Ross continues to seek forgiveness from Rachel after insulting her, but she tells him that they as a couple will never happen. Whilst looking through the box her parents brought, Monica finds a video of her and Rachel getting ready for their senior prom. The friends decide to watch the video, although Ross objects to everyone seeing the tape. On the video, Rachel's date, Chip Matthews, has not arrived, and Monica refuses to go to the prom without her. Judy convinces Ross to wear Jack's tuxedo and take Rachel to the prom himself. Ross reluctantly agrees, but by the time he is dressed and ready to go, Chip has arrived and the girls leave. The video ends with Ross looking disappointed and dejected. Rachel, touched by Ross' gesture, gets up and passionately kisses him, forgiving him for what happened between them.

Monica later watches the video alone which features her and Jack dancing before the prom. It suddenly cuts to Jack and Judy making love in bed, which disgusts her.

==Production==

Aniston, Cox and Schwimmer wore additional costumes and make-up for the prom video scenes.

The producers had kept Ross and Rachel from being together throughout the first season, eventually bringing them together in the second-season episode "The One Where Ross Finds Out", only to split them up in the following episode. Writer Alexa Junge incorporated many of her own experiences into the script, in particular Phoebe's line about Ross and Rachel being "lobsters", something Junge's husband once said. Aniston wore a false nose for the scenes in the video while Cox wore a "fat suit". While a previous episode had already established Monica as being overweight as a child, this was the first on-screen appearance of "Fat Monica" (the fat suit made frequent return appearances). Rachel's large nose was added because Junge believed that the characters "were so good-looking, you wanted to feel they had some realness in their past".
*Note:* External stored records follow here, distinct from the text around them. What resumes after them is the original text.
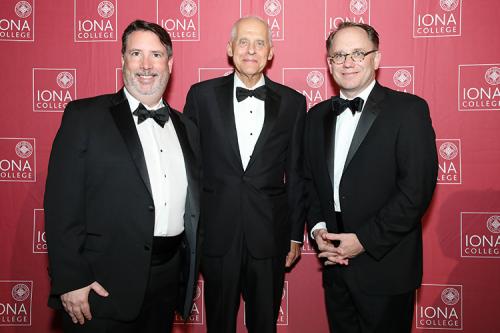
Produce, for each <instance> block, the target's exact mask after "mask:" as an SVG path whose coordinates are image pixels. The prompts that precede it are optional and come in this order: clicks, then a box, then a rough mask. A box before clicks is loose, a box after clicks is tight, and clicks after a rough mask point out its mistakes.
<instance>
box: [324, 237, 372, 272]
mask: <svg viewBox="0 0 500 333" xmlns="http://www.w3.org/2000/svg"><path fill="white" fill-rule="evenodd" d="M318 234H319V232H318ZM318 234H317V235H316V238H321V239H322V241H323V242H327V243H330V244H331V243H332V242H333V241H338V242H340V244H339V246H337V247H333V249H332V248H328V249H327V250H325V251H321V253H320V254H319V255H318V257H320V258H326V259H327V261H326V262H325V265H335V264H341V265H348V264H349V259H352V258H354V257H356V256H357V255H359V254H360V253H363V252H364V250H365V249H364V248H363V245H361V243H360V242H359V239H358V237H357V236H356V234H334V233H328V232H326V231H325V232H322V233H321V235H318ZM318 246H319V244H318ZM332 246H333V245H332Z"/></svg>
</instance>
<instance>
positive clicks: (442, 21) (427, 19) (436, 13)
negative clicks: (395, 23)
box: [413, 0, 462, 38]
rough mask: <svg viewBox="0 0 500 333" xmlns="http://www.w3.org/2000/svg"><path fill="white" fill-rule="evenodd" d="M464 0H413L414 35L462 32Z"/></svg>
mask: <svg viewBox="0 0 500 333" xmlns="http://www.w3.org/2000/svg"><path fill="white" fill-rule="evenodd" d="M461 17H462V0H413V37H414V38H418V37H451V36H460V35H461V34H462V18H461Z"/></svg>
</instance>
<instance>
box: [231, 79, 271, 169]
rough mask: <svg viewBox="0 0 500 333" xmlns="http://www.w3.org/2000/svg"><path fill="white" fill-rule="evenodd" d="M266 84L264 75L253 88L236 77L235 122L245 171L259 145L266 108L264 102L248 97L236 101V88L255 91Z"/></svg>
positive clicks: (235, 91)
mask: <svg viewBox="0 0 500 333" xmlns="http://www.w3.org/2000/svg"><path fill="white" fill-rule="evenodd" d="M264 84H265V81H264V75H262V76H261V78H260V80H259V82H257V84H256V85H255V86H253V87H251V88H248V87H246V86H245V84H244V83H243V82H242V81H241V80H240V78H239V77H238V75H236V74H235V75H234V87H233V105H234V108H233V109H234V122H235V124H236V134H237V136H238V146H239V148H240V157H241V164H242V165H243V170H245V169H246V168H247V165H248V162H249V161H250V158H251V157H252V153H253V149H254V148H255V144H256V143H257V139H258V138H259V135H260V132H261V131H262V126H263V125H264V116H265V108H264V101H261V100H260V99H258V98H255V97H247V98H245V99H244V100H242V101H241V102H238V100H237V99H236V87H242V88H245V89H255V88H258V87H260V86H263V85H264Z"/></svg>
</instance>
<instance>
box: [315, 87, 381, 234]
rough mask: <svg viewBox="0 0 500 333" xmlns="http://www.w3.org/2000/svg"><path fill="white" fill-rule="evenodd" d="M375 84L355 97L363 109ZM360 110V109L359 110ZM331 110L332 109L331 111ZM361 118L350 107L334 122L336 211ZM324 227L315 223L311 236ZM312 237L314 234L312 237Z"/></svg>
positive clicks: (367, 88)
mask: <svg viewBox="0 0 500 333" xmlns="http://www.w3.org/2000/svg"><path fill="white" fill-rule="evenodd" d="M374 86H375V80H373V81H372V83H370V85H369V86H368V87H366V88H365V89H364V90H363V91H362V92H361V93H360V94H359V95H357V96H355V97H354V98H356V97H361V98H362V99H363V101H364V103H363V109H364V108H365V105H366V101H367V99H368V96H369V95H370V93H371V91H372V89H373V87H374ZM340 97H341V98H344V99H345V98H346V97H345V95H344V94H343V93H342V90H341V91H340ZM354 98H352V99H354ZM361 111H362V110H361ZM332 112H333V111H332ZM360 118H361V112H356V113H355V114H354V115H353V114H352V112H351V109H349V108H347V109H346V110H345V111H344V112H342V113H341V114H340V115H339V116H338V117H337V121H336V123H335V150H334V155H335V156H334V164H333V204H334V207H335V211H336V212H340V211H342V210H341V207H340V197H339V187H340V181H341V180H342V172H343V171H344V166H345V161H346V158H347V153H348V152H349V147H351V142H352V138H353V136H354V132H355V131H356V127H357V126H358V122H359V119H360ZM318 229H326V223H325V222H324V221H322V222H318V223H316V225H315V226H314V227H313V228H312V229H311V236H313V233H314V231H315V230H318ZM312 238H313V239H314V236H313V237H312Z"/></svg>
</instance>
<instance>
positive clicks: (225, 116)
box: [215, 74, 243, 170]
mask: <svg viewBox="0 0 500 333" xmlns="http://www.w3.org/2000/svg"><path fill="white" fill-rule="evenodd" d="M233 88H234V74H233V75H230V76H227V80H226V81H225V82H224V83H223V84H222V85H220V86H218V87H216V88H215V94H216V96H217V102H218V103H219V111H220V115H221V118H222V125H223V127H222V128H223V130H224V131H227V139H228V141H229V144H230V145H231V147H232V150H233V152H234V155H235V158H236V160H237V161H238V163H239V165H240V167H241V169H242V170H243V165H242V164H241V156H240V148H239V146H238V134H237V133H236V123H235V121H234V105H233Z"/></svg>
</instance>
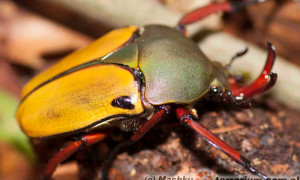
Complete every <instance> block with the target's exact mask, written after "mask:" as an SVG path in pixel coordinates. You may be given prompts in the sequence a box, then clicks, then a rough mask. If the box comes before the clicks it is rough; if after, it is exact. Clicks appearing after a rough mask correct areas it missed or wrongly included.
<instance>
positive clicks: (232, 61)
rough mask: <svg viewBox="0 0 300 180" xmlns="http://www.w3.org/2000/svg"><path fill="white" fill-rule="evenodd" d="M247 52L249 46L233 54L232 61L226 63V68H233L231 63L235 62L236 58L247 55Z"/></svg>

At first, Schwimmer did not want to wear the afro wig and mustache because he thought he would look like Gabe Kaplan in Welcome Back, Kotter (a similarity referenced in the episode). He relented because it enabled him to "tap into a part of himself that was very vulnerable and shy" and incorporate it into his performance. An early script draft featured a scene in the prom video in which an episode of All My Children is on in the background. The scene was intended to feature the character "Bryce", played by Gunther (as revealed in "The One Where Eddie Won't Go").

==Reception==
In 1997, TV Guide ranked this episode number 100 on their list of the "100 Greatest Episodes of All Time".

"The One with the Prom Video" received acclaim from critics. Entertainment Weekly rates the episode "A", welcoming the return of Burrows as director and calling the prom video "witty character development disguised as a standard flashback." The authors of Friends like Us: The Unofficial Guide to Friends write that it is "a watershed in the history of the show" and "It's the sign of a good show that they can switch so effortlessly from comedy to pathos to romance in one short scene." Robert Bianco wrote in USA Today in 2004, "If any one outing can take credit for moving Friends from good to great, it's Prom Video" and describes the resolution as an "ingenious, unexpected twist."

The episode is popular among fans of the series. It appeared on one of the first region 1 "best of" DVD releases and is one of the two episodes to feature an audio commentary on the region 1 DVD release of the complete second season. In a poll conducted shortly before the series finale, "The One with the Prom Video" was voted the best episode of Friends, with 1.6 million people polling on the Internet. The episode is the favorite of Schwimmer, who liked the comedic and emotional origins of the Ross/Rachel relationship, as well as the exchange between Monica and Chandler as she defends her weight on the video.

In 2014, Gawker published a list of every episode of Friends ranked from No. 236 through No. 1. "The One With The Prom Video" was ranked as the No. 1 best episode on the list.